The surgeon should distinguish between hysterical spasm or esophagismus and cicatricial stenosis. The former will offer but little obstacle to the passage of a full-sized bougie. In fact it will be frequently benefited, usually cured by it, while in the latter instance this is almost impossible.
Fig. 517
Stricture of the esophagus. (Dennis.)
Fig. 518
Esophageal bougies.
[Fig. 517] shows the possibilities in a case of actual obstruction, and how different such a condition is from mere esophagismus or globus hystericus. It has been recently shown, especially by Dennis, that during or just after typhoid fever, ulcers occur in the esophagus which may produce serious stenosis. At present writing I have under observation a little girl of nine years who has an extreme condition of this kind. It is with difficulty that she can swallow fluid nourishment, and she was so nearly starved that her life was only saved by a gastrotomy. Those congenital defects which may produce esophageal stricture are usually of such a serious and extensive character as to afford no opportunity for relief.
The location and caliber of these strictures may be ascertained by the use of esophageal bougies, such as represented in [Fig. 518]. These are made of various sizes, and are fastened upon the end of a flexible rubber handle, which affords a degree of elasticity in manipulation. They should be used with care and caution, as minor degrees of injury produced by them may cause a spreading infection, while still more harm may be done by rupture of an ulcerated area, or perhaps the perforation of an aneurysm.

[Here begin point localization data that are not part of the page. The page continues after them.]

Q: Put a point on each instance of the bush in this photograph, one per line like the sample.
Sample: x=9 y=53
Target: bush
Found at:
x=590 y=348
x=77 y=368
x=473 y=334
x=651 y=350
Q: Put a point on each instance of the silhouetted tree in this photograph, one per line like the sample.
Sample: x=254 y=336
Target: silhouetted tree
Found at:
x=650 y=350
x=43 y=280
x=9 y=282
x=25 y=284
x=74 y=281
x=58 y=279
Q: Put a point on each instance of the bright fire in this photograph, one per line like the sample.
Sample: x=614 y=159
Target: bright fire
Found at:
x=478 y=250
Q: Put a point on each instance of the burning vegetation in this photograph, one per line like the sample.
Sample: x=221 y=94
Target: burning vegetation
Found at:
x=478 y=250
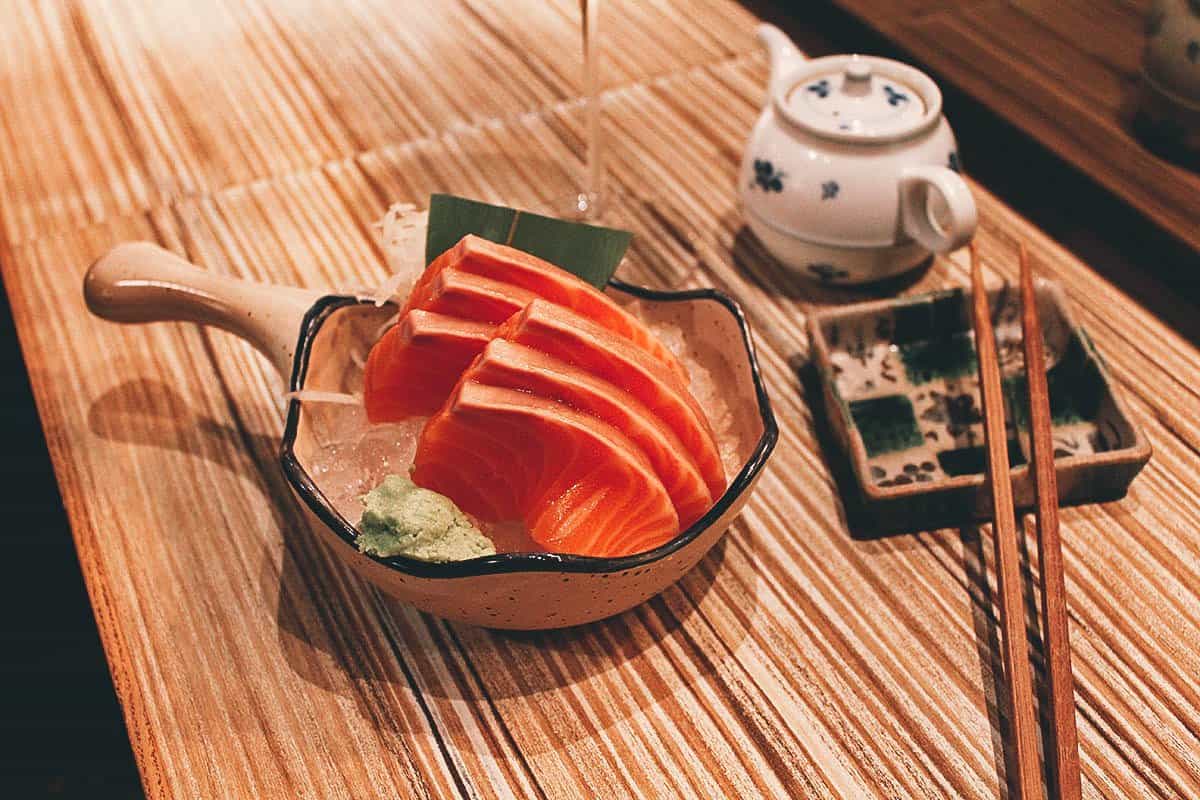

The patient should sit before the surgeon, with the head thrown backward, the mouth comfortably widely opened, while the surgeon, standing, introduces the left forefinger into the pharynx and with it depresses the tongue and guides the tip of the instrument, be it bougie or tube, along this finger, which serves as a guide. Unruly or hysterical patients will not only gag, but may attempt to bite the operator’s finger. To prevent such accidents a metal thimble is made, which, being inserted between the teeth, protects the finger, but makes the manipulation more awkward. Should the patient show any tendency to folly of this kind, it should be remembered that when the finger is forced back into the pharynx the mouth is instinctively opened. If necessary, at the same time, the nostrils may be grasped and held closed, in which case the patient is sure to open the mouth widely and thus release the finger. After the tip of the instrument is engaged in the pharynx it sometimes assists in the manipulation if the patient’s head be now tipped a little forward. This manipulation is not very different from that by which a small and long flexible rubber tube may be inserted through the nostril into the stomach for the purpose of feeding, as is frequently done with the insane who refuse to eat, or may be done in the presence of certain diseased conditions.